Als ich wieder aufwachte war der Tag immer noch nicht angebrochen. Nadine saß auf dem Schreibtischsessel gegenüber vom Bett und beobachtete mich. Ich konnte nicht lange geschlafen haben. Ich richtete mich auf, denn ich hatte das dringende Bedürfnis, eine Runde durch das Zimmer zu gehen, doch Nadine kam mir zuvor. Sie stand auf und kam wieder zu mir ins Bett.
„ Na, wie fühlst du dich?“
Jetzt, da sie es sagte, fiel mir auf, dass ich mich großartig fühlte. Instinktiv fasste ich an meinen Hals, um die Stelle zu begutachten, wo die Wunde hätte sein müssen, doch da war nichts mehr. Blitzschnell richtete ich mich wieder auf und sah Nadine an. Ich fühlte mich so gesund und fit wie nie zuvor, doch da war noch etwas Anderes, das mir Kraft gab. Woher die Macht, die ich spürte, kam, wurde mir schnell klar, als ich aus dem Fenster sah: Der Mond. Die Nacht. Ich wollte unbedingt nach draußen!
„Wenn du raus willst, dann nichts wie los! Lassen wir dieses scheiß Halbleben endlich hinter uns!“
„Ja...“
Der Wunsch, meine soeben neu gewonnenen Kräfte einzusetzen durchfuhr mich wie elektrischer Strom. So viel Kraft. So viel Energie. Außerdem die Gier nach frischem Menschenfleisch, ein ununterdrückbares Verlangen. Nadine sprang auf die Fensterbank und breitete ihre Flügel aus.
„Lass uns Menschen jagen“, rief sie mir mit einem schelmischen Grinsen im Gesicht zu.
„Ja!“, antwortete ich und bemerkte, wie mein Ausruf in ein grässliches Fauchen überging, wie mir Fänge, Klauen und Flügel wuchsen und ein berauschendes Machtgefühl in jede Faser meines Körpers dran, das mit keiner irdischen Empfindung zu vergleichen war. Es war einfach purer Wahnsinn, die unendliche Kraft.
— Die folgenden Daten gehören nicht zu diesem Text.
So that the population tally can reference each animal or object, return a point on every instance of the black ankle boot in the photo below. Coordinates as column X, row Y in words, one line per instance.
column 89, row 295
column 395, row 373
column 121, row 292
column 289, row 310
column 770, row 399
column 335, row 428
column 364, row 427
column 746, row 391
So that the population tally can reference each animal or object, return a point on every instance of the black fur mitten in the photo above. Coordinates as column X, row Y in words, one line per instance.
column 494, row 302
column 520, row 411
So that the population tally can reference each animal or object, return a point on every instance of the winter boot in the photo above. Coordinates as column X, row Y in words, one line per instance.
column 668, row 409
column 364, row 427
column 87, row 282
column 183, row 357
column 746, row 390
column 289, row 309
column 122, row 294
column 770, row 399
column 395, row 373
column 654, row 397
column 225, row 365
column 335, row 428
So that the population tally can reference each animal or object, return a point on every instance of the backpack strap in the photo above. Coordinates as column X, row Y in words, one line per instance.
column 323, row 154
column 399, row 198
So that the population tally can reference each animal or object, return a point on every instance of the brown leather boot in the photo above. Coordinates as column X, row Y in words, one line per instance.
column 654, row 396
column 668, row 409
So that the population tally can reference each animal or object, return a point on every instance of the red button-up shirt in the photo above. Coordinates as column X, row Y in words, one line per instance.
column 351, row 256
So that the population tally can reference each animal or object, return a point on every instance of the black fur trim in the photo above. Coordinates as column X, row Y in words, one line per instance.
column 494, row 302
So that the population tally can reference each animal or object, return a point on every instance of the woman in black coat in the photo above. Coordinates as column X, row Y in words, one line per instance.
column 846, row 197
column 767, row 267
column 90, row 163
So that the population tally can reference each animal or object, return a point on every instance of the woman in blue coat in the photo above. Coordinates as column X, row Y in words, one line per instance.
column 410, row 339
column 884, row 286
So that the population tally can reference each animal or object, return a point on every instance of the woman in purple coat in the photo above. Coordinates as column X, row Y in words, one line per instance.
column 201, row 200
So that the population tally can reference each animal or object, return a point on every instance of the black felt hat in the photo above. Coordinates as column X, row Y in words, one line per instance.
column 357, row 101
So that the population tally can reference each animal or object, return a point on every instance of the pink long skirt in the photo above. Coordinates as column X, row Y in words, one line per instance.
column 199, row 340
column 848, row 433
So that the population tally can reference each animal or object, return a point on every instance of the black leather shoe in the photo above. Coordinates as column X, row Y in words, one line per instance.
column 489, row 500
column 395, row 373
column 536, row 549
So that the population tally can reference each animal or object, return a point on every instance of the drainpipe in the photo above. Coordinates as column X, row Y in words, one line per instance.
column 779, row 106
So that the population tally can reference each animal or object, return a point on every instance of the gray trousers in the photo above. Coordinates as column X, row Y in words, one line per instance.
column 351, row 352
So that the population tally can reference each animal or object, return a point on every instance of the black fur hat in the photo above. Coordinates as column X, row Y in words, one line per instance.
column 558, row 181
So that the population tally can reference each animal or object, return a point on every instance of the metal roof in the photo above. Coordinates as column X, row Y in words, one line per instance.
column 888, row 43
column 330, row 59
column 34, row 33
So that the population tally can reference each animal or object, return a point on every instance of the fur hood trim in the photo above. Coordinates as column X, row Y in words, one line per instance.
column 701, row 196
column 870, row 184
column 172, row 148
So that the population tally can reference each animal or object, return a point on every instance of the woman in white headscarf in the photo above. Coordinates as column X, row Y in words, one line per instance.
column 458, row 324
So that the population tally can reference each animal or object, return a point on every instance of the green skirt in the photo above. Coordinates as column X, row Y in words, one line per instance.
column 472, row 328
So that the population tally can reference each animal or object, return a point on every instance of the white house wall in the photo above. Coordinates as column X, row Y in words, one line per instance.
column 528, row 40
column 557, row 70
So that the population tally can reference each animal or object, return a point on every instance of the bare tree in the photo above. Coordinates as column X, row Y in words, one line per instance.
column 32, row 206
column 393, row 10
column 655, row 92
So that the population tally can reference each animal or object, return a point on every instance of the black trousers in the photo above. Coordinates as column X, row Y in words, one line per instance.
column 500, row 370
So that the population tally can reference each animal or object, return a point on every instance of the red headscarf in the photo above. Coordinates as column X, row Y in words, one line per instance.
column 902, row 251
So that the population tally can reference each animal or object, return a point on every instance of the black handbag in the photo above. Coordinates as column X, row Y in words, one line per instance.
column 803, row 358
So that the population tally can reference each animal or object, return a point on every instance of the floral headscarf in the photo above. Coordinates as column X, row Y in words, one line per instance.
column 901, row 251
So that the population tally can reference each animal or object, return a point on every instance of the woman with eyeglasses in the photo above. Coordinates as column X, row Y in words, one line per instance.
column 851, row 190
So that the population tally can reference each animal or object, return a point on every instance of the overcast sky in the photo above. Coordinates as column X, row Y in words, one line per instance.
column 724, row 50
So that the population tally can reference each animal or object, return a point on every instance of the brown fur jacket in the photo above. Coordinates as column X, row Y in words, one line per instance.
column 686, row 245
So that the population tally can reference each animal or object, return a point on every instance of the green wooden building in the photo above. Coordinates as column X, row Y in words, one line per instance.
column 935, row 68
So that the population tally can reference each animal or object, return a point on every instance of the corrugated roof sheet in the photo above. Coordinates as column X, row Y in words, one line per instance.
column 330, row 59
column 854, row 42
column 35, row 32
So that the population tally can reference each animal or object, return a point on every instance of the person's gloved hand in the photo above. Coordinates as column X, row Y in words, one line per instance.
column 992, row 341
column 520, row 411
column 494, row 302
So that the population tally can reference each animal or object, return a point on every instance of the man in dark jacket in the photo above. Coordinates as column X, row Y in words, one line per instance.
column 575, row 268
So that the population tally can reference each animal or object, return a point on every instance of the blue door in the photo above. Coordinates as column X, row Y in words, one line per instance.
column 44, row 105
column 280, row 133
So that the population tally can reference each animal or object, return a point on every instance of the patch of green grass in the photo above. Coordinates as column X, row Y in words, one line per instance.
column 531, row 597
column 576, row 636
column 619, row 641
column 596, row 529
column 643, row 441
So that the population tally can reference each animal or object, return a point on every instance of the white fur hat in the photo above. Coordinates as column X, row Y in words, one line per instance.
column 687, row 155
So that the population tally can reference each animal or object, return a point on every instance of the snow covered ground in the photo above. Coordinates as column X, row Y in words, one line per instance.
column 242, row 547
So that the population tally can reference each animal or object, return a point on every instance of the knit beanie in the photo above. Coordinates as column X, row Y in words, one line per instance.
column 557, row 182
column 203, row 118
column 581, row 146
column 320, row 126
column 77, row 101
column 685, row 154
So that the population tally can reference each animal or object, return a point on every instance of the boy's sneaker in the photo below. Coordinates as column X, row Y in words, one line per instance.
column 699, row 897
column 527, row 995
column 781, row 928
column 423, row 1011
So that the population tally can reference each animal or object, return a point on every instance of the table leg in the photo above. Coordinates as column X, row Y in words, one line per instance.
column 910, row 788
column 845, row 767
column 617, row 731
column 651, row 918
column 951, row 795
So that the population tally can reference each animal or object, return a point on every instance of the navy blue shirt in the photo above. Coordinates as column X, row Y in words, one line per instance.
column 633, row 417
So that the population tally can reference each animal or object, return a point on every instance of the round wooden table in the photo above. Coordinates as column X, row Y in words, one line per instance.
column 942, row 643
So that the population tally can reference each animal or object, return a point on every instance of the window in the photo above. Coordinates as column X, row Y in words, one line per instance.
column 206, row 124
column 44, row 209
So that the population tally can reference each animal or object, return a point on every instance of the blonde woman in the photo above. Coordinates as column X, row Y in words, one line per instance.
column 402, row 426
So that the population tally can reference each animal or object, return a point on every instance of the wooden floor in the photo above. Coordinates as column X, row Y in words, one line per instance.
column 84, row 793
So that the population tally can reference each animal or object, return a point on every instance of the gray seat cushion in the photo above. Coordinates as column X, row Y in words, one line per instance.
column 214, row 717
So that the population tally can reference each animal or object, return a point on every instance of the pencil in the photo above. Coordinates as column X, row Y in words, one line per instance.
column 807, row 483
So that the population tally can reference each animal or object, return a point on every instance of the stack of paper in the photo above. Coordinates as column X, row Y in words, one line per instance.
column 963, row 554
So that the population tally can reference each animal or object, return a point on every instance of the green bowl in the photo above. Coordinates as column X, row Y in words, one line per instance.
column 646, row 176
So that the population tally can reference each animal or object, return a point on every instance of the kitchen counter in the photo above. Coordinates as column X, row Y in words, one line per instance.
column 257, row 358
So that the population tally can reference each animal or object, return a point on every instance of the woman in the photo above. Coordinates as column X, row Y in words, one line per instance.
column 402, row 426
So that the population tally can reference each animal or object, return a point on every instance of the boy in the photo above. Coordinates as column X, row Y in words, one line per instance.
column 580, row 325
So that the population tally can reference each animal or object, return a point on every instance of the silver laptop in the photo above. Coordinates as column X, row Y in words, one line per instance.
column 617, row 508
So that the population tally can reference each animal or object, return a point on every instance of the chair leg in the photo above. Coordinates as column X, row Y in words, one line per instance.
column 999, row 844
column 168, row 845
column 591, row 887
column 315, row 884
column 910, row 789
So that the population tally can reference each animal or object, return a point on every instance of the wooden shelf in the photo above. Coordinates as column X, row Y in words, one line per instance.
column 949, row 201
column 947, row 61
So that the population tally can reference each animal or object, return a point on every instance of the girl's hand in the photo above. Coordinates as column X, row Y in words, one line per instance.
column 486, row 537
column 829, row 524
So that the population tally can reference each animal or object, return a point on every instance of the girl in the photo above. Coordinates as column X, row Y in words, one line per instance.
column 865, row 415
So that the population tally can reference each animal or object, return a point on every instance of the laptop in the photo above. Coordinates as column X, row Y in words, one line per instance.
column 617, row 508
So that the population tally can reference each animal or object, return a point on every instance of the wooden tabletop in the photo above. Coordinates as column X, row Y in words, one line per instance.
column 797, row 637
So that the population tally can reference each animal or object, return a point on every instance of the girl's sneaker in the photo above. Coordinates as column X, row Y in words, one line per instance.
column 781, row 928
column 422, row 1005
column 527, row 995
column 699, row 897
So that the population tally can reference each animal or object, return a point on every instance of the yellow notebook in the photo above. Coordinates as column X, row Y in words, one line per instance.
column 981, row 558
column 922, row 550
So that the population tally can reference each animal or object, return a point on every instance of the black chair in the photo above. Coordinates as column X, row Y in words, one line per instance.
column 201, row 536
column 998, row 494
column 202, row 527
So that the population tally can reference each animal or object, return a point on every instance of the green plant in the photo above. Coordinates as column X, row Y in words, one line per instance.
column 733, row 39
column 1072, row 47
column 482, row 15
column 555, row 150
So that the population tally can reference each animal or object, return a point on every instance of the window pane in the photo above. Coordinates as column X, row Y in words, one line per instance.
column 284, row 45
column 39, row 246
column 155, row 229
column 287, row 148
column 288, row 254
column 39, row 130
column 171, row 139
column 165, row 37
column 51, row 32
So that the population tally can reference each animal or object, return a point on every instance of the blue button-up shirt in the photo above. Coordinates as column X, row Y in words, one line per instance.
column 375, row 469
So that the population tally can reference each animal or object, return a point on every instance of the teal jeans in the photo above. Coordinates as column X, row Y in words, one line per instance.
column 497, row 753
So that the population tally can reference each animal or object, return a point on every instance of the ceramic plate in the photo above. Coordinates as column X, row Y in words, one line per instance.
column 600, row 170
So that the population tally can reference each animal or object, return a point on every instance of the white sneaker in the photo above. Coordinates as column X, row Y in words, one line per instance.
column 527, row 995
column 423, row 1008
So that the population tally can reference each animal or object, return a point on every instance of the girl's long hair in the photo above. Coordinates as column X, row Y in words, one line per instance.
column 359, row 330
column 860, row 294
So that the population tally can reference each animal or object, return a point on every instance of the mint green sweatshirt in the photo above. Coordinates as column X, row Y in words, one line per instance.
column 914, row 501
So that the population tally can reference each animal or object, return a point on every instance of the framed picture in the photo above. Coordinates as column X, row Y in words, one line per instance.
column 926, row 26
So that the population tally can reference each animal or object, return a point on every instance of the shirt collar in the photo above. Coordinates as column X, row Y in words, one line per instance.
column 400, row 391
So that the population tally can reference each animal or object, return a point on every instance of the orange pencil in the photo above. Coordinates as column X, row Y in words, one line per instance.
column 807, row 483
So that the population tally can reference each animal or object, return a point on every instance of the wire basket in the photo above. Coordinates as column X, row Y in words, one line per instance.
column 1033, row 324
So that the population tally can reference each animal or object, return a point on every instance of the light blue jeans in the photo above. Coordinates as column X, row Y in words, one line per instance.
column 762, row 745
Ich trat zu Nadine an das Fensterbrett und schmiegte meinen Körper wie eine Katze dicht an ihren, während sie mich mit ihren Flügeln umschloss. Ich küsste sie. Dann sprang sie. Ich machte ebenfalls einen Satz auf die Fensterbank, zögerte aber, zu springen. Immerhin befanden wir uns im ersten Stock. Mir wurde etwas mulmig in der Magengegend, wenn ich an das Gefühl des Fallens dachte, doch schließlich obsiegte das Bewusstsein, dass mich Nichts und Niemand aufhalten konnte und ich sprang hinaus in die eisig kalten Winde dieser Winternacht. Das Gefühl, das ich verspürte, als ich das erste Mal flog werde ich nie vergessen. Der Wind, der unter meinen Flügeln hindurchzischte, sang mir Lieder von purer Freude, während ich Nadine jubelnd hinterherflog. Und bis zum heutigen Tag macht mich nichts glücklicher, als mit ihr auf schwarzen Schwingen lautlos durch die Nacht zu gleiten, immer auf der Suche nach Beute, um unserer unersättlichen Gier nach Menschenfleisch gerecht zu werden.